2. Financer le système en augmentant le nombre de cotisants : une politique familiale ambitieuse. (cf programme famille)

En savoir +

– Augmenter les droits de retraites pour les mères de 3 enfants et plus. Les mères et les pères de 3 enfants ayant élevé leurs enfants jusqu’à leur majorité pourront partir à la retraite de manière anticipée selon un système à la carte. C’est une mesure de justice et de soutien de la natalité.
– Mettre en place un droit à la formation suite à un congé parental pour faciliter les évolutions professionnelles.
– Augmenter de 20% le nombre de places en crèche pour mieux concilier la vie professionnelle et familiale (2,4 millions d’enfants entre 0 et 3 ans pour 1,3 millions de places de crèches actuellement).
– Inciter les grandes entreprises de biens de consommation à mettre en place, par le biais de déductions fiscales, des cartes familles nombreuses (à l’image de la carte de la SNCF).
– Renforcer le télétravail et mailler le territoire d‘espaces d’accueil des télétravailleurs, des actifs, inactifs, porteurs de projets, associations, avec une infrastructure adaptée : l’accès au très haut débit, espaces conviviaux, des salles de réunions.

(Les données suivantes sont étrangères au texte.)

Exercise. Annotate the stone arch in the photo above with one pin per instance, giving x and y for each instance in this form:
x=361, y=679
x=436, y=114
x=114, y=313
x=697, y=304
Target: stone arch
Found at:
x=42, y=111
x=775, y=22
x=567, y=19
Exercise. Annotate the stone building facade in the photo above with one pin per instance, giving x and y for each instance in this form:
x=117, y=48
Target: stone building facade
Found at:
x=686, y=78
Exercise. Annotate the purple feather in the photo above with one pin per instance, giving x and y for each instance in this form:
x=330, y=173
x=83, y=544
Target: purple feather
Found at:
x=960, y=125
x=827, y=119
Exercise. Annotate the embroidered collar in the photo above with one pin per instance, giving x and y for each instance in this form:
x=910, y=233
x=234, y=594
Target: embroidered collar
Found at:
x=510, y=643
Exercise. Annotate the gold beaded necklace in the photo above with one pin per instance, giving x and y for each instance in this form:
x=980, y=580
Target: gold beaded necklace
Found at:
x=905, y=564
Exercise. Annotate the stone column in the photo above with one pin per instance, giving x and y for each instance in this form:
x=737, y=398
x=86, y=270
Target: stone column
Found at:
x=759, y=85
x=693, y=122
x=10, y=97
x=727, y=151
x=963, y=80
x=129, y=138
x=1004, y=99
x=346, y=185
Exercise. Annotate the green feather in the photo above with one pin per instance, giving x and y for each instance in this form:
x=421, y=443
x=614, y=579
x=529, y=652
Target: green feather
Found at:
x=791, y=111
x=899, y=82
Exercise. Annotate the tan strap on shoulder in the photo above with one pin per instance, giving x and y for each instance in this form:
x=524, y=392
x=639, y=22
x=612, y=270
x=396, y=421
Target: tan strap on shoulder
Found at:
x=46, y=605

Ces dispositifs pourront notamment permettre aux parents de continuer à travailler en s’occupant de leurs enfants.
– Revenir sur la double baisse du plafonnement du quotient familial et rétablir le plafond à 2 336 €.

3. Financer le système en augmentant le nombre de cotisants : créer 2 million d’emploi. (cf. programme économie)

4. Lutter contre la concurrence déloyale des travailleurs détachés : quand on travaille en France, on cotise en France.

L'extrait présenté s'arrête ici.